The American Petroleum Institute (API) went one step further, calling on Congress to block the rule because many areas still haven’t come into compliance with the 75-ppb standard. “The administration ignored science by changing the standards before allowing current standards to work,” API President Jack Gerard said in a statement. (Industrial sectors such as oil and gas production don’t emit ozone directly; rather, they emit compounds—such as nitrogen oxides and volatile organic compounds—that get converted to ozone in the atmosphere.) Senator James Inhofe (R–OK), chairman of the Senate environment committee, agreed with Gerard and vowed in a statement that he would pursue legislation to block or weaken the rule.
But medical and health groups reject Gerard’s view of the science and wanted EPA to go further. Many, including the American Academy of Pediatrics and the American Medical Association, had pushed for a 60-ppb standard, the most stringent level CASAC had recommended. EPA health analyses found that a 60-ppb standard would prevent nearly 2 million child asthma attacks and missed school days each in 2025, versus more than 300,000 each at 70 ppb, the groups note.
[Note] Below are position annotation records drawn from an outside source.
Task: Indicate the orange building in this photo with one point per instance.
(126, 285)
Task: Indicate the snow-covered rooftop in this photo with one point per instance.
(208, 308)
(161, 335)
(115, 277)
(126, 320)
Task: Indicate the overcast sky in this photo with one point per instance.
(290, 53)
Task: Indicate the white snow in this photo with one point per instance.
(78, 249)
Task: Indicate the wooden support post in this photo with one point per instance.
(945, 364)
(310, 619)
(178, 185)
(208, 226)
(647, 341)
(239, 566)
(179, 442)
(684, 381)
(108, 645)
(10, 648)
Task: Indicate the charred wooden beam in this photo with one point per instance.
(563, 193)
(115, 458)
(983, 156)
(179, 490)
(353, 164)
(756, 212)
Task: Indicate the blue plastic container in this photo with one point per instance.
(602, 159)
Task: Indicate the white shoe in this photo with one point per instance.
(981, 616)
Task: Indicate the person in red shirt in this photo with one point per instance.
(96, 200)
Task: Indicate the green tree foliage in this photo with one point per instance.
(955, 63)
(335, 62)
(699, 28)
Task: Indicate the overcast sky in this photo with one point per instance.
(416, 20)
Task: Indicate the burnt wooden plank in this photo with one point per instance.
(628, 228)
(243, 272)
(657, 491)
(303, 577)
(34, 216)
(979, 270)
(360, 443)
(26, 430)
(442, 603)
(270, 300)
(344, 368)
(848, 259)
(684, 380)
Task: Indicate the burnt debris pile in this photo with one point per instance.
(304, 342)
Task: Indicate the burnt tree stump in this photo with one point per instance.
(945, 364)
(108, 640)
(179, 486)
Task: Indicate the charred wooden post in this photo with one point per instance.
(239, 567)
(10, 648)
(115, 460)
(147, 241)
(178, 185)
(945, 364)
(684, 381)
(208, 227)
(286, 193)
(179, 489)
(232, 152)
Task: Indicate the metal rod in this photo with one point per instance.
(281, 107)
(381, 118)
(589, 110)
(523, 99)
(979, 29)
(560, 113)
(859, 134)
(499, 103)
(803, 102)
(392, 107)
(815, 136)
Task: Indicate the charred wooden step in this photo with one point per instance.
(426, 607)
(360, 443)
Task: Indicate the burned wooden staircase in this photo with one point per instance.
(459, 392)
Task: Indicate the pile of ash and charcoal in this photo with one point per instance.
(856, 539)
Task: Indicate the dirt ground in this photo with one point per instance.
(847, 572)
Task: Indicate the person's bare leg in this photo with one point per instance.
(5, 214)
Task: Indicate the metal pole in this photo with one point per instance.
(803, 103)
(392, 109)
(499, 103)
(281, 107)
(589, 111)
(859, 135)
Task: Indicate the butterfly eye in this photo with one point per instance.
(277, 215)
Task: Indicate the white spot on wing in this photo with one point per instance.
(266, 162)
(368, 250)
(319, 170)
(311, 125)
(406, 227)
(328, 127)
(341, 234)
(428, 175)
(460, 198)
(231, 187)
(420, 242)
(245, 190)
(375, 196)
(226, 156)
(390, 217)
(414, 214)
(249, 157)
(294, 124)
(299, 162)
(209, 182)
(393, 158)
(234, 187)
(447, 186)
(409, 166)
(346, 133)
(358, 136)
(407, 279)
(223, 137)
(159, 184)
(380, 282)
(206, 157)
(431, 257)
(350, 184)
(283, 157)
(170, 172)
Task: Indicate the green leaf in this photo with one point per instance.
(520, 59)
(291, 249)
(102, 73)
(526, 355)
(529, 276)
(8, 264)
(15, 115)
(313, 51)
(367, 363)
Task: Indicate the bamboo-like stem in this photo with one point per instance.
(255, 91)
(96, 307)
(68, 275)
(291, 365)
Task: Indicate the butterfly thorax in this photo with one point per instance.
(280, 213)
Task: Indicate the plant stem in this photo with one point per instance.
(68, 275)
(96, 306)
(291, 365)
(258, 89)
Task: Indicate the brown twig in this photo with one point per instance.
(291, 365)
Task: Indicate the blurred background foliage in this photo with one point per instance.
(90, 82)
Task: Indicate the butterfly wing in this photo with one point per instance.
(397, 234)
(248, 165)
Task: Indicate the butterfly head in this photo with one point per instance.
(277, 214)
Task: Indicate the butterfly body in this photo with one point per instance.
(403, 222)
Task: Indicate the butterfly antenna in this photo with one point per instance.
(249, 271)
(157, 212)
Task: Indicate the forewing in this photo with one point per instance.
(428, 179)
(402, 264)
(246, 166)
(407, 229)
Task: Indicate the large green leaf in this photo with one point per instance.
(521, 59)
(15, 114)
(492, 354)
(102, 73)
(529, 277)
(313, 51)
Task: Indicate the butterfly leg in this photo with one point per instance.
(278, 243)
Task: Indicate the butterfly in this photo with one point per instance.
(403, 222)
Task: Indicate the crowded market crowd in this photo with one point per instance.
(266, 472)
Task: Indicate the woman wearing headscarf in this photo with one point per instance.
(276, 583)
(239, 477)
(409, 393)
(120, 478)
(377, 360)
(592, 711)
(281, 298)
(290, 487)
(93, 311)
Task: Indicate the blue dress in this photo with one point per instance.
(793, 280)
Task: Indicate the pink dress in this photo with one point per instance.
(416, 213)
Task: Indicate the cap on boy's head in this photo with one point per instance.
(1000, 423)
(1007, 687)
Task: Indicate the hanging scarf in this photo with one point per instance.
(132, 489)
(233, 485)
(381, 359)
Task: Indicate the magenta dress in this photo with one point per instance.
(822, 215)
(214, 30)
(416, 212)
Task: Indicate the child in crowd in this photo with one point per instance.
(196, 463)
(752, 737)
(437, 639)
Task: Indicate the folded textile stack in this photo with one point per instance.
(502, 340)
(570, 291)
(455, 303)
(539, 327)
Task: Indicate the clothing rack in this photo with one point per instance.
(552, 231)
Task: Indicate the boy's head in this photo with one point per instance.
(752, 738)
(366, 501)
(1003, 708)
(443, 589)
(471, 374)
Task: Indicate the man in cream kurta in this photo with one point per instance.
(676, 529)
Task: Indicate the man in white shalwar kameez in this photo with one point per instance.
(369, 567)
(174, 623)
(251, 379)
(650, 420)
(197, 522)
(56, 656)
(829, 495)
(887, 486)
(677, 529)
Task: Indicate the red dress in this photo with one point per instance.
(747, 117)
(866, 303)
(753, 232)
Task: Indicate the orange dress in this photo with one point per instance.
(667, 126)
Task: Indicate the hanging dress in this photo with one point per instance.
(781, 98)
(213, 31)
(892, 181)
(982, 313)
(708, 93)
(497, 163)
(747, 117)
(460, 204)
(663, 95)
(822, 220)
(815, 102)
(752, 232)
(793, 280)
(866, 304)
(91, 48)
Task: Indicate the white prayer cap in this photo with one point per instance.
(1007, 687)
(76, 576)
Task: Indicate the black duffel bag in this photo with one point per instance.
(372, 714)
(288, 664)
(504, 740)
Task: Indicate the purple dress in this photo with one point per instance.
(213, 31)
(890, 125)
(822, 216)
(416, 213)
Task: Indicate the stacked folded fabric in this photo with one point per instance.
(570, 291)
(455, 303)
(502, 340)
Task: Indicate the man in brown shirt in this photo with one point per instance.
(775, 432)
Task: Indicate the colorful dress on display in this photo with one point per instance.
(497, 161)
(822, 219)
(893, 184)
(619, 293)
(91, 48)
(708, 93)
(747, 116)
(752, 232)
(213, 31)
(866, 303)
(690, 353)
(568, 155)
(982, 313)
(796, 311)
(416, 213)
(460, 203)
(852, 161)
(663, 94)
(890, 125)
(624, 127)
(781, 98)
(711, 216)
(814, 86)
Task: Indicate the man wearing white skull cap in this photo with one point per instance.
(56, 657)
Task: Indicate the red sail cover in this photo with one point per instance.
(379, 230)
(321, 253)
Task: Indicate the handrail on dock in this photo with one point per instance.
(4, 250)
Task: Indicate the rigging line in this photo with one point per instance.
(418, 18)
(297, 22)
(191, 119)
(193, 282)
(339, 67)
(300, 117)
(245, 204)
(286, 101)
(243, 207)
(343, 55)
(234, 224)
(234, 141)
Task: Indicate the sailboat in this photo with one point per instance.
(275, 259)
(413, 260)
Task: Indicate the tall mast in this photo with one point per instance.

An upcoming report by the American Thoracic Society (ATS) will say that a 70-ppb standard would result in 3700 more premature deaths than a 60-ppb standard would. Vickie Patton, general counsel at the Environmental Defense Fund, cited the ATS findings in criticizing EPA's final ozone rule. “While the air quality standard announced today is an improvement, it falls short of what is necessary," Patton said in a statement.
McCarthy suggested that the scientific evidence isn’t strong enough to support lowering the standard to 60 ppb. “While some studies have shown effects in adults at levels as low as 60 ppb, these studies do not show that these effects are harmful,” McCarthy said. And even at a 70 ppb standard, some 98% of children will experience exposures below 60 ppb, she notes; that’s because the standard only allows few days where the level rises to 70 ppb itself, she says.
The move by EPA is just the latest in a long series of battles over ozone that have resulted in disappointments to environmental groups from a presidential administration that has otherwise mostly been an ally. Starting in 2010, EPA experienced a series of delays in issuing a proposal to tighten the 75-ppb ozone standard, which was set during George W. Bush’s presidency. The Obama administration had received immense public pressure from industry and Republicans over the rule, which they argued would trample an already weak economy. In 2011, President Barack Obama asked EPA to pull the plug on the rule until 2013.
Environmental and health groups were outraged, but finally scored a victory in 2014, when a court ordered that the Obama administration finalize a new ozone rule no later than today.
Now, even with today's news, it seems that the long-raging battle over ozone isn't over. “Not at all," Walke says. “It’s just begun.”
*Update, 1 October, 4:00 p.m.: This article has been updated with additional reactions and quotes.